Die Spurensuche in Burgwedel hatte mit Dr. Albert David, einem jüdischen Arzt, der seit 1894 in Großburgwedel lebte, begonnen. Als die Nazis ein Berufsverbot gegen ihn verhängten, nahm er sich 1940, als die Gestapo sein Haus stürmten, das Leben. Ihm zum Gedenken wurde 2015 vor seinem Haus am Alten Postweg ein Stolperstein gesetzt. Im Zuge der neuen Recherchearbeiten wurden nun auch weitere Details zu seinem Leben und Wirken bekannt, auch einige Exponate wie beispielsweise eine Inhalier-Apparatur konnten noch sicher gestellt werden.
Mit dem Titel „Geraubte Leben“ erscheint nun ein 220-seitiges Buch, geschrieben von Irmtraud Heike und Jürgen Zimmer, erschienen im VSA Verlag, das ein Blick in die traurige Vergangenheit der Burgwedeler Stadtgeschichte wirft. Das Buch ist bereits im Handel gelistet und kann vorbestellt werden.

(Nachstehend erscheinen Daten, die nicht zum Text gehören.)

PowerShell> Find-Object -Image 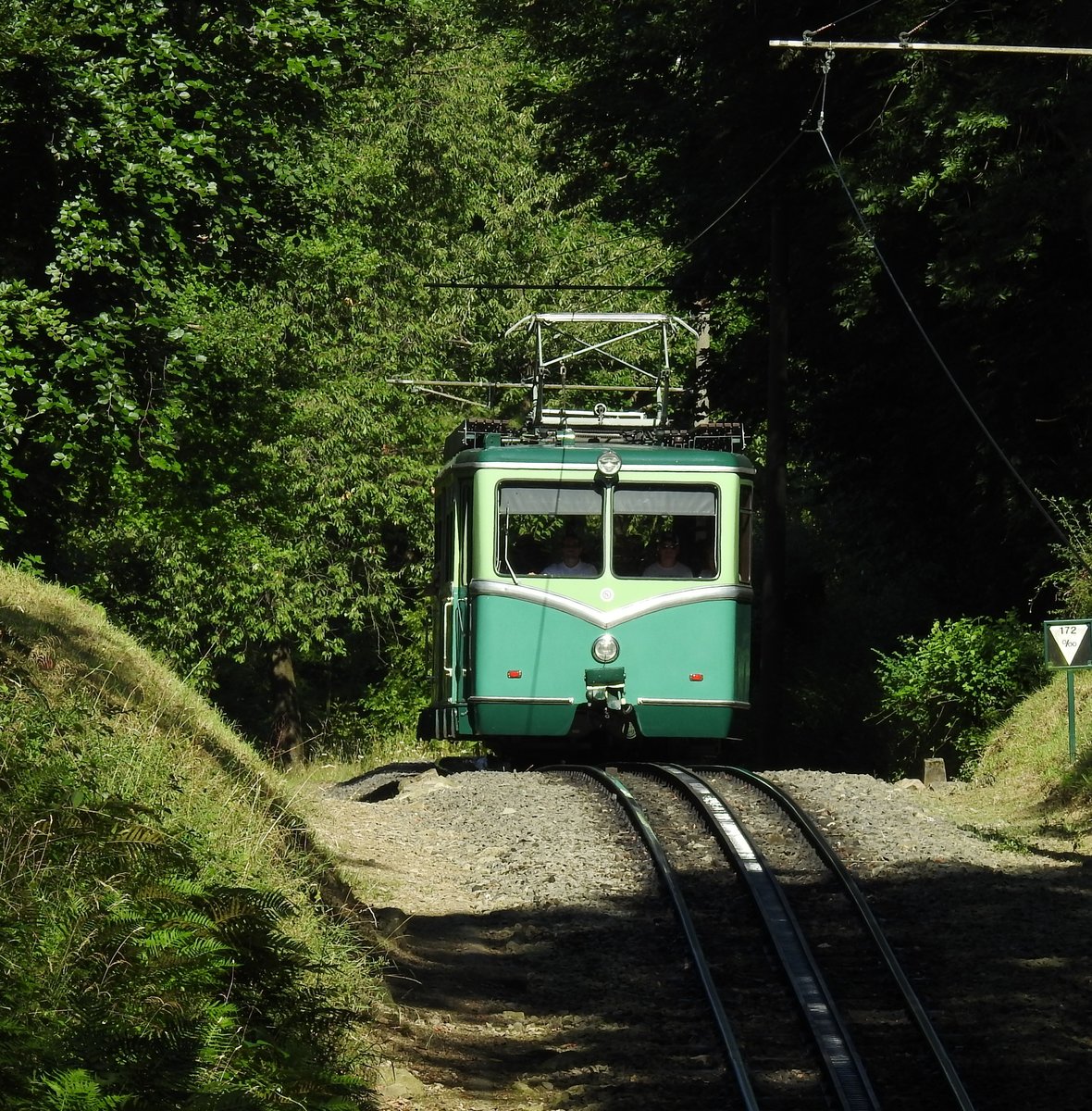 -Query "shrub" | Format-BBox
[876,613,1047,774]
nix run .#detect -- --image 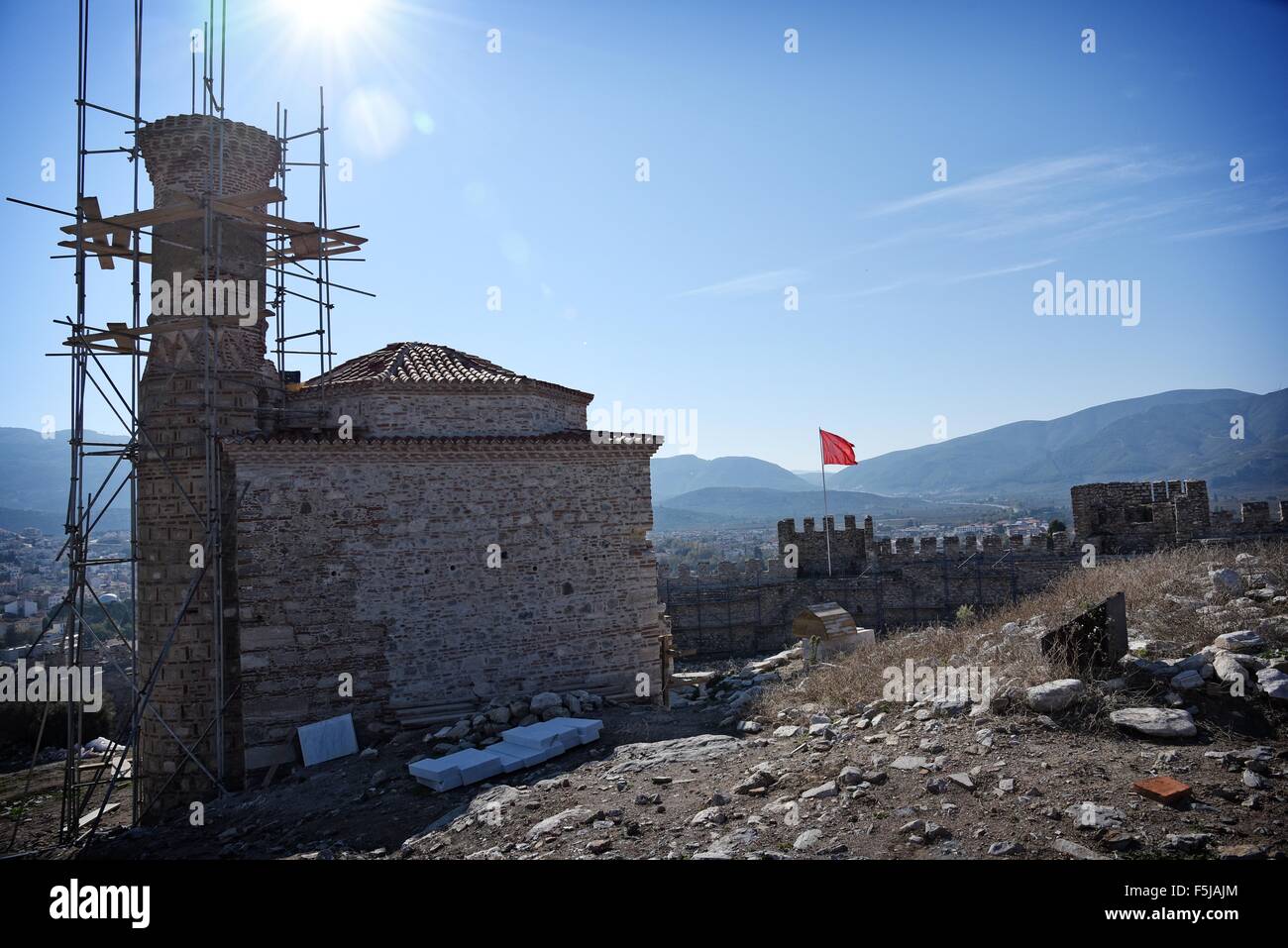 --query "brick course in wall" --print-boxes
[136,115,278,806]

Auch in den Klassenstufen 8 bis 13 wird das Werk demnächst als Ergänzung zum Lehrstoff genutzt werden können. „Es ist ein Gesamtwerk entstanden, das breit einsetzbar ist und über das Geschichtsbuch hinausgeht“, so Ortsbürgermeister Rolf Fortmüller.
Kurz nach dem Volkstrauertag, am 23. November 2019 um 9 Uhr, werden die Stolpersteine Im Mitteldorf, zwischen Hausnummer 7 und 9, verlegt werden. Schüler des Gymnasiums und der Oberschule werden die Namen der Kinder verlesen. Anschließend wird das Buch in Form einer Lesung präsentiert. Eine Ausstellung von Exponaten und Bildern wird die sicherlich sehr bewegende Veranstaltung ergänzen.
Die einzelnen Gedenksteine sollen über Patenschaften finanziert werden. Für 9 Stolpersteine werden noch Paten gesucht. Stolperstein-Pate kann jede Einzelperson werden, aber auch Schulklassen, Stiftungen, Firmen, Vereine und Verbände können gemeinsam Stolpersteine finanzieren. Der Preis für einen Stolperstein einschließlich Verlegung beträgt 120 Euro. Aber auch für weitere Kosten, die im Zusammenhang mit den Recherchearbeiten, Veranstaltungen zu den Verlegungen oder auch für Erstellung von Informationsmaterial entstehen, werden finanzielle Mittel benötigt. Weitere Informationen dazu unter www.burgwedel.de

Stolpersteine sind kleine Gedenktafeln, die aus Beton gegossen und mit einer Messingtafel versehen sind. Sie werden in öffentliche Gehwege bündig eingelassen und wer sie im Vorübergehen sieht, soll im Geiste darüber stolpern, kurz innehalten und die Eingravierung lesen. Mit Namen, Geburtsdatum, Schicksal und dem Zusatz „Hier wohnte...“ holen die Steine direkt vor dem Wohn- oder Arbeitshaus des Opfers, ein Stück Geschichte in unser alltägliches Leben zurück. Stolpersteine sollen ein Zeichen der Erinnerung sein, sollen die Opfer aus der Anonymität herausholen, dort, wo sie gelebt haben. Der Gedanke zu solchen Stolpersteinen stammt von dem Kölner Künstler Gunter Demnig, der das Projekt 1992 begann und seitdem weit über 70.000 Steine im In- und Ausland verlegt hat.